Changing the Definition of Cinema

See page 300 in The Language of New Media

“The shift to digital media affects not just Hollywood, but filmmaking as a whole.  As traditional film technology is universally being replaced by digital technology, the logic of the filmmaking process is being redefined.”

 

While this observation certainly alludes to a process which many critics have observed — that digital technology exerts an influence on how films are produced by filmmakers and understood by audiences — the formulation and exposition of this observation here relies on generalities that omit many practical considerations of great importance.

The difficulty is a product of a methodological problem with Manovich’s text — that is, he begins with a reductionist approach to analyzing new media, then reasons through the potential consequences of his premises.  The problem with such an approach is that it relies entirely on the validity of the premises.  In this case, the premises are not only flawed, but in their focus on the purported “concrete” factors that distinguish new media objects from traditional media, they gloss over many cultural continuities.

The result of this difficulty is a series of observations that are equally disconnected from the history and the present reality of filmmaking.

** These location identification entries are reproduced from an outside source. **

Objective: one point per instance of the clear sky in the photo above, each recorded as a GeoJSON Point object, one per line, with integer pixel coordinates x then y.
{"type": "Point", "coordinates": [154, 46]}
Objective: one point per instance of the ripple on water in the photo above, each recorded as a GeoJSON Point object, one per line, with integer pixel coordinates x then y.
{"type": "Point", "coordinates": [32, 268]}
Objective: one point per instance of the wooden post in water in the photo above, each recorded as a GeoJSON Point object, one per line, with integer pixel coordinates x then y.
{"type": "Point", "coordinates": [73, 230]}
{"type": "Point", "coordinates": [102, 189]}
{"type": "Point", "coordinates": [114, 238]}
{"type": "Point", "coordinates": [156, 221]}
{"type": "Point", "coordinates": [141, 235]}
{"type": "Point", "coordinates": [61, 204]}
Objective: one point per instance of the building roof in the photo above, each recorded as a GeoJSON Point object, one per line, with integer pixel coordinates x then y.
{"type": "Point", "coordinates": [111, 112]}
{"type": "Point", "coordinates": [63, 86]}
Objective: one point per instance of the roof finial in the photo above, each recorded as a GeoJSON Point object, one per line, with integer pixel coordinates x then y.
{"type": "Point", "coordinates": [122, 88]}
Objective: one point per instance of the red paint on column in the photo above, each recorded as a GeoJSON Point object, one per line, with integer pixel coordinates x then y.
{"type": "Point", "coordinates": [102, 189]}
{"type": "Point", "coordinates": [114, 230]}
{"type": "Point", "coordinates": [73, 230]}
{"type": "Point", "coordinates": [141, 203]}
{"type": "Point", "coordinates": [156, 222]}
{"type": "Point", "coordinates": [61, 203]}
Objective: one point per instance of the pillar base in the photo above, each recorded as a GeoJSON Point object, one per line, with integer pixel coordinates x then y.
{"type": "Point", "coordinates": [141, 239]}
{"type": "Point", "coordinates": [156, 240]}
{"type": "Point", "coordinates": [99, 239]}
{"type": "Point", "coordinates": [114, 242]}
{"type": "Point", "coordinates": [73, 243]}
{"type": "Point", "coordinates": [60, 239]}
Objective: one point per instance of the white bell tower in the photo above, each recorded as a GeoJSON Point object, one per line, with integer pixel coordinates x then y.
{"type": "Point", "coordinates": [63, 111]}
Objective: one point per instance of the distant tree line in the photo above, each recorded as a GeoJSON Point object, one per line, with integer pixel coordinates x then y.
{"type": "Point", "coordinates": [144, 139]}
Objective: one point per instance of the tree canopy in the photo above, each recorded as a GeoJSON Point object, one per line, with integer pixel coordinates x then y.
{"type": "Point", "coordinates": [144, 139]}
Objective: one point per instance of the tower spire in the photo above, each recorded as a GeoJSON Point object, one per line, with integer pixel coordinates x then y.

Take, for example, Manovich’s assertion that the result of 3D computer animation is that “live-action footage is displaced from its role as the only possible material from which a film can be constructed.”  The thrust of Manovich’s assertion here is to emphasize the “newness” and the “otherness” of digital cinema; yet he does so as the expense of accuracy.

The history of cinema provides numerous examples that demonstrate the utter falsity of this claim.  Early in the history of cinema — before the Hollywood studio system came to exert a dominant influence on the aesthetics of film — we can see filmmakers such as Man Ray conducting experiments to produce moving images on celluloid without relying upon the photographic apparatus of the camera.  Man Ray’s 1926 film Emak Bakia contains several sequences produced by placing various objects directly on a strip of film and then exposing the film to light.  Aside from Hollywood’s rich history of cell-based animation (which clearly does not rely on live-action footage) we find contemporary experimental filmmakers such as Stan Brakhage — who made numerous films by directly applying pigment to clear leader, or scratching the emulsion off of black slug — continuing the investigations begun by Man Ray.  Furthermore, it is worth considering that scientific time-lapse footage, such as of microbes or phototropism, do not qualify as live-action imagery (although they are examples of photographic motion pictures).